Obésité : un facteur de transcription impliqué dans la survenue de complications métaboliques

Publié le 07/05/2015

Crédit photo : S. TOUBON

Une étude réalisée par Nicolas Venteclef, chargé de recherche INSERM, et Irina Udalova, de l’Université d’Oxford (Royaume-Uni), suggère que le système immunitaire influence directement le stockage des adipocytes dans la région viscérale, ceci via le facteur de transcription IRF5. Leurs résultats sont parus dans la revue « Nature Medicine ».

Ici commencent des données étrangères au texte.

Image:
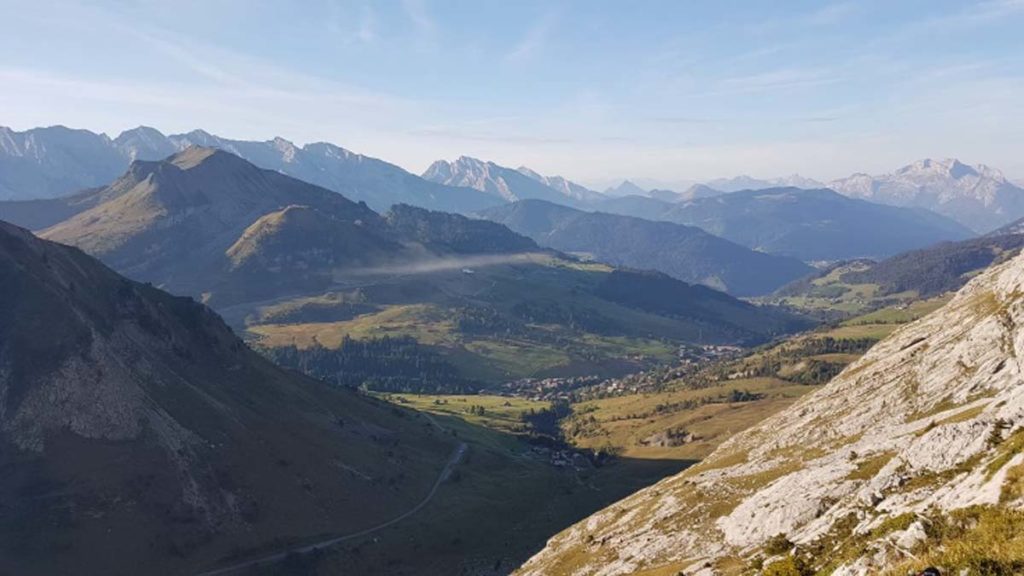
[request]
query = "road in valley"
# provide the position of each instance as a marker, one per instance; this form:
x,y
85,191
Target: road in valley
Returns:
x,y
453,460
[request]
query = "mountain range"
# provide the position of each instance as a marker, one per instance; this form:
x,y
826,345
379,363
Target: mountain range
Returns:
x,y
809,224
507,183
738,183
253,243
46,163
910,457
57,161
684,252
978,197
136,429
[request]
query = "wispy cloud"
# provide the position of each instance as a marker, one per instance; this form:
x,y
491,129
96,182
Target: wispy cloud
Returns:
x,y
342,22
534,41
485,136
423,23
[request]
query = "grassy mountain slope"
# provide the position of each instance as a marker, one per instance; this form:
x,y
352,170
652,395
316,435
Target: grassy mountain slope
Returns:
x,y
253,244
54,162
684,252
863,285
135,429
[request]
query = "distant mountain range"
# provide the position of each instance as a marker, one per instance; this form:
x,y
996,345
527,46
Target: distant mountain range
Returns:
x,y
625,189
138,430
978,197
56,161
508,183
910,457
253,243
809,224
684,252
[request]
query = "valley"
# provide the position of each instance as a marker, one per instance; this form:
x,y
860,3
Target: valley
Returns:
x,y
508,376
428,288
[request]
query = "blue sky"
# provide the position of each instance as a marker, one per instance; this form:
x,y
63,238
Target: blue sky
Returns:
x,y
595,90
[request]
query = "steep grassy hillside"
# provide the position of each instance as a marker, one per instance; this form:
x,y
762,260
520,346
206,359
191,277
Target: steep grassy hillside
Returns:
x,y
135,429
863,285
299,265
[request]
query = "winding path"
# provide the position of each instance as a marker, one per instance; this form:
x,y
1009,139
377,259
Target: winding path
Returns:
x,y
453,460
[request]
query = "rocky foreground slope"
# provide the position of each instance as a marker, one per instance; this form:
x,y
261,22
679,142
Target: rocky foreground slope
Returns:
x,y
912,455
137,430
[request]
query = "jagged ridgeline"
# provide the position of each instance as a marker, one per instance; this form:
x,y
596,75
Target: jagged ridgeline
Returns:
x,y
912,456
302,269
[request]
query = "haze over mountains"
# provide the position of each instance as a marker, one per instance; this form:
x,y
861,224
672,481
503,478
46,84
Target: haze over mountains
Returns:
x,y
57,161
507,183
809,224
978,197
253,242
684,252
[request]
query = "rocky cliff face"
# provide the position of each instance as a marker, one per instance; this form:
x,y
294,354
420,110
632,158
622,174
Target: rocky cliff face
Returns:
x,y
135,429
926,428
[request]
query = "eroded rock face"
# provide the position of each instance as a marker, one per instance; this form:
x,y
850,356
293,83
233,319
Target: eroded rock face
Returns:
x,y
913,425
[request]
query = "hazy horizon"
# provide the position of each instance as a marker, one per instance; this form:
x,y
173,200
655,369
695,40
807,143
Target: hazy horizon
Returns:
x,y
595,92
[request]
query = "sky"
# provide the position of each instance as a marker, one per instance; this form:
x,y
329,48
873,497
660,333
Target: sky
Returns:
x,y
664,92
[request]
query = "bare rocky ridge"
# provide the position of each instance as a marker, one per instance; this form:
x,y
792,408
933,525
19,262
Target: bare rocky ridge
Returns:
x,y
49,163
929,421
978,197
135,427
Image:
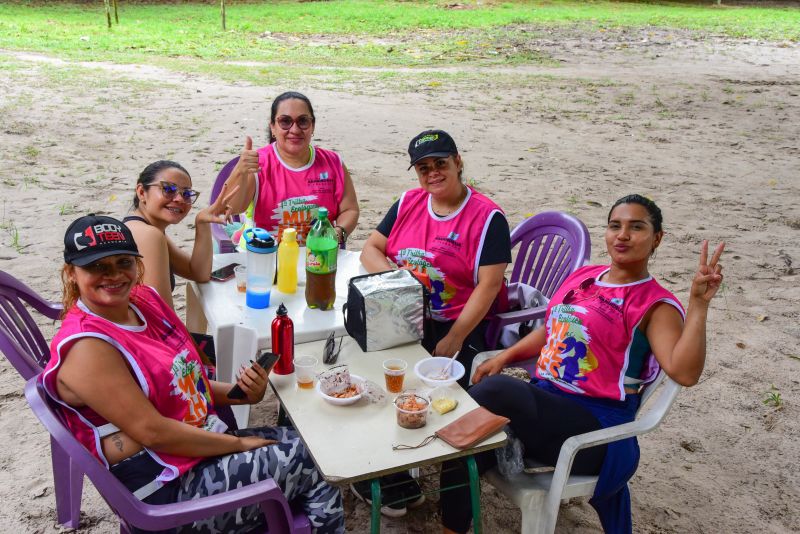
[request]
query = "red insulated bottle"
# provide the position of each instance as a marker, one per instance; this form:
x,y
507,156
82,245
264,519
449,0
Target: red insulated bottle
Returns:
x,y
283,342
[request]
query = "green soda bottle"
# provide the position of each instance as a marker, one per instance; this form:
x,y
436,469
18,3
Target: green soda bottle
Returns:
x,y
322,248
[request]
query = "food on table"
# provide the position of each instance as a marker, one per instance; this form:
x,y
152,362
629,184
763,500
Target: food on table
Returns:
x,y
412,410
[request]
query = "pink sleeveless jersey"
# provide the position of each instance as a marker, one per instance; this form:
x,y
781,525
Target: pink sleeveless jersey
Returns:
x,y
289,198
447,249
162,360
589,335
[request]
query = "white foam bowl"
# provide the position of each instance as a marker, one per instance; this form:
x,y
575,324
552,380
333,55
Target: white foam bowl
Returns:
x,y
433,366
355,379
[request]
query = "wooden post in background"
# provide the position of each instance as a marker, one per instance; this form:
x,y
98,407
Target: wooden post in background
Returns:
x,y
222,12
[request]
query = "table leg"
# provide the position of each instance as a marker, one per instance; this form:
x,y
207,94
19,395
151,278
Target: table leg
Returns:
x,y
474,494
195,318
376,506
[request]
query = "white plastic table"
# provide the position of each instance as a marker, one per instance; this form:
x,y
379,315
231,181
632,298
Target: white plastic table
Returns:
x,y
352,443
219,309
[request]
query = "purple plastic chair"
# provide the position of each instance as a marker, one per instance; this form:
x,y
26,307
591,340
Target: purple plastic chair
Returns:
x,y
217,231
134,513
24,346
552,245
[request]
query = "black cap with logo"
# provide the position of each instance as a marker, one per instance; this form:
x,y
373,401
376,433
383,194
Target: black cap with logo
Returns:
x,y
431,144
93,237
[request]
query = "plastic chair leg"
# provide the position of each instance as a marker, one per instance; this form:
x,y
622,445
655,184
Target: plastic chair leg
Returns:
x,y
68,482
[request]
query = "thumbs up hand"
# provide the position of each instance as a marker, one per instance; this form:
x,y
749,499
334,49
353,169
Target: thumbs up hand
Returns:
x,y
248,158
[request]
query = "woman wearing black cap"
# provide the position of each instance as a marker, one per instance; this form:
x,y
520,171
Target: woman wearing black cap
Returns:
x,y
453,237
134,392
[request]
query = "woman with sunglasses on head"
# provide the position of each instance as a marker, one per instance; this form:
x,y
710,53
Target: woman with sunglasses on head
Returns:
x,y
289,179
457,240
133,390
608,331
164,196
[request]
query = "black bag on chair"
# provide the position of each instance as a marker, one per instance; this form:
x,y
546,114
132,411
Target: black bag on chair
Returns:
x,y
387,309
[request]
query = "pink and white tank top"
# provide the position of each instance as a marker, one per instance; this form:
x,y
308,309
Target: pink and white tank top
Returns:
x,y
590,329
162,360
447,249
289,198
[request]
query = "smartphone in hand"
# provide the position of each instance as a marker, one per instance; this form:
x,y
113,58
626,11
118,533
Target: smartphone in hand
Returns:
x,y
223,274
266,360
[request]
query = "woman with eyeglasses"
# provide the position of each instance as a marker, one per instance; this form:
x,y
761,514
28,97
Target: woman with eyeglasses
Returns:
x,y
608,331
164,196
289,179
455,239
133,390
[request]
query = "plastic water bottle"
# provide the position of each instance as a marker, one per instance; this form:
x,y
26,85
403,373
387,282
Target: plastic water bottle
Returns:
x,y
288,253
322,249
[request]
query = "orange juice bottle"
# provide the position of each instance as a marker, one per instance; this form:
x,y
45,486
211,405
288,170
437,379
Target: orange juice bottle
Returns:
x,y
288,253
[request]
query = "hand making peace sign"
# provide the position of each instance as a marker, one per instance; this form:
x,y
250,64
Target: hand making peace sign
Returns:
x,y
708,277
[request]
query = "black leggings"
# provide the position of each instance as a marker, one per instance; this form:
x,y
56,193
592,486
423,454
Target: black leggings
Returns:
x,y
540,419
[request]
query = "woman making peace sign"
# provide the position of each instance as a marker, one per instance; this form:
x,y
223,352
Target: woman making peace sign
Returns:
x,y
608,330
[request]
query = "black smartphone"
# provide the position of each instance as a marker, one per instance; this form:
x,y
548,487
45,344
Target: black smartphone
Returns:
x,y
223,274
266,360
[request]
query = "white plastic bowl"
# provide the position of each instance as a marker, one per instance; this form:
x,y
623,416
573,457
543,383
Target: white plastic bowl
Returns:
x,y
433,366
355,379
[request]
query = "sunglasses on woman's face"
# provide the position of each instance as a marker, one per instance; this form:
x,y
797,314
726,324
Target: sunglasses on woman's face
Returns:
x,y
169,190
303,122
572,294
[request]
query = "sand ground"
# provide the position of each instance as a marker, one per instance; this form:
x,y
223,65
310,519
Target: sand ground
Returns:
x,y
706,126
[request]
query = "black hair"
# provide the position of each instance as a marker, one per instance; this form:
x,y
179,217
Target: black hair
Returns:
x,y
288,95
652,210
150,172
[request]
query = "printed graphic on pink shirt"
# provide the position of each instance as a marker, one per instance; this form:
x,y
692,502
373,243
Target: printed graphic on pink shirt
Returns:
x,y
297,213
566,357
190,384
421,261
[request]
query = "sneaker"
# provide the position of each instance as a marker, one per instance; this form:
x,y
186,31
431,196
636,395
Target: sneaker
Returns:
x,y
412,492
363,492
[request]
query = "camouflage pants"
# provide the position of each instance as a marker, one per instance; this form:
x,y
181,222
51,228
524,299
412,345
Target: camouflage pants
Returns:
x,y
287,462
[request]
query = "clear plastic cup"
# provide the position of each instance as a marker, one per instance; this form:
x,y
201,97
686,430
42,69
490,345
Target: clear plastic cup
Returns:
x,y
241,278
394,371
304,371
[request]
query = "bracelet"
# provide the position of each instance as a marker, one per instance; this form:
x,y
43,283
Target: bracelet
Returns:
x,y
343,239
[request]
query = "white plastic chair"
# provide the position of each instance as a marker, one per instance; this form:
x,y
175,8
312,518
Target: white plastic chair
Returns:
x,y
539,495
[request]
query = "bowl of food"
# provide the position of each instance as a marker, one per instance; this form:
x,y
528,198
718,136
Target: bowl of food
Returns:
x,y
412,410
431,371
344,396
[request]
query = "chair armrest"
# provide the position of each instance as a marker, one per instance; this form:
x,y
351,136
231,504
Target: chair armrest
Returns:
x,y
152,517
647,422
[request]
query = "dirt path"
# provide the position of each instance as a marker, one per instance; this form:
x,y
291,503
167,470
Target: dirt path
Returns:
x,y
708,127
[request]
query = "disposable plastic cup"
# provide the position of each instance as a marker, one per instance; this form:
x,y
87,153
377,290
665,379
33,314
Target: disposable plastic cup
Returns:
x,y
241,278
304,371
394,371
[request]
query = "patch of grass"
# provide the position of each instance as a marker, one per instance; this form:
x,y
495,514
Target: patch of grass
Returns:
x,y
355,32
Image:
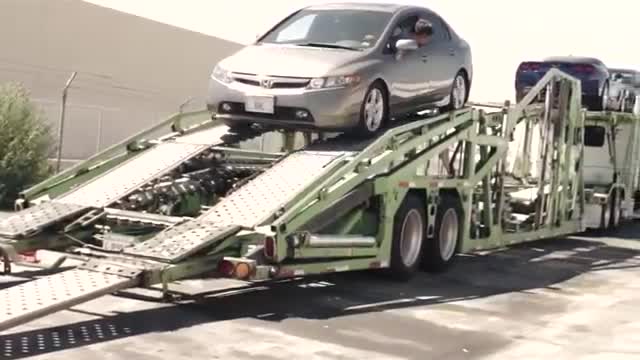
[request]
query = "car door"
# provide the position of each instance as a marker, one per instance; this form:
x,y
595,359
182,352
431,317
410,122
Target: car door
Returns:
x,y
404,70
440,60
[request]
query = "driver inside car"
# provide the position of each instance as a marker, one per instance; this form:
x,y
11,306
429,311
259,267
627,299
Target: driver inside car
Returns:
x,y
423,31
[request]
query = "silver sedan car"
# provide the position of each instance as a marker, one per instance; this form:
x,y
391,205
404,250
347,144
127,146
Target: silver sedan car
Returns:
x,y
345,67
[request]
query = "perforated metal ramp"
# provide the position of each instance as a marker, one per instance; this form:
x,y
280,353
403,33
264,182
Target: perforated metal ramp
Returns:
x,y
132,174
263,196
181,241
33,219
38,298
247,207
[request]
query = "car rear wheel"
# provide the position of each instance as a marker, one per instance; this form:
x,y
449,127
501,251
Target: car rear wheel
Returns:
x,y
373,111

IRF5 « chef d’orchestre de l’activation » des macrophages

Cela fait une dizaine d’années que les chercheurs soupçonnent que l’obésité est liée à un état inflammatoire. « Cet état inflammatoire chronique pourrait jouer un rôle fondamental dans le développement des pathologies métaboliques associées », notent les auteurs dans leur étude. En effet, lors d’une prise de poids, le tissu adipeux se développe soit dans la région viscérale – on parle alors d’obésité androïde, qui peut s’accompagner d’une insulinorésistance –, soit au niveau sous-cutané, donnant lieu à une obésité dite gynoïde. Or, une précédente étude de 2014, réalisée par l’équipe de Nicolas Venteclef et de Karine Clément avait montré que, dans l’obésité viscérale, « un dialogue inflammatoire et pro-diabétogène s’opère entre les macrophages et les lymphocytes du tissu adipeux », menant à des complications métaboliques délétères que l’on ne retrouvait pas chez les patients atteints d’obésité gynoïde, pour qui le risque de développer ces complications était réduit. « Il est donc crucial de déchiffrer les différentes facettes de l’inflammation pour mieux appréhender les pathologies multifactorielles associées à l’obésité, comme le diabète de type 2 », souligne l’équipe. La caractérisation des macrophages a permis à l’équipe d’identifier le facteur de transcription IRF5 comme « chef d’orchestre de l’activation » des cellules de l’immunité.

Reprogrammation du tissu adipeux

Afin de démontrer le rôle prépondérant de l’IRF5 dans l’obésité et le diabète de type 2, les chercheurs ont séparé une centaine de souris en deux groupes : un groupe contrôle et un groupe où le facteur de transcription était désactivé dans les macrophages des adipocytes. Ils ont ensuite soumis l’ensemble des souris à un régime riche en lipides, pendant 12 semaines.

Les résultats montrent que les souris dépourvues d’IRF5 ont développé une obésité gynoïde sans complications métaboliques, contrairement au groupe contrôle exprimant IRF5. « Le décodage des mécanismes moléculaires et cellulaires a permis de révéler une importante reprogrammation de l’inflammation du tissu adipeux intra-abdominale en l’absence d’IRF5, contribuant à limiter son expansion », note l’équipe. L’absence d’IRF5 a entraîné une réponse immunitaire « anti-inflammatoire » des macrophages M2 et des lymphocytes TH2, conduisant à un « remodelage tissulaire », freinant l’expansion du tissu adipeux viscéral au profit du tissu adipeux sous-cutané.

« Les chercheurs ont toujours démontré que les cellules immunitaires inflammatoires étaient délétères. Or dans l’étude, on s’aperçoit qu’en changeant le phénotype de ces cellules d’une manière spécifique, on est capable de redistribuer l’accumulation de graisse dans le corps. Cela montre qu’on commence à comprendre le rôle des fonctions immunitaires dans le cadre des maladies métaboliques », a expliqué Nicolas Venteclef au « Quotidien ». Le chercheur précise que l’étude rentre dans le cadre de la recherche translationnelle, l’observation effectuée chez la souris est « transposable chez l’homme ». La prochaine étape de l’équipe sera d’étudier la suractivation d’IRF5 dans les complications du diabète « de type athérosclérose, rétinopathie diabétique et également plusieurs complications rénales comme la fibrose », conclut Nicolas Venteclef.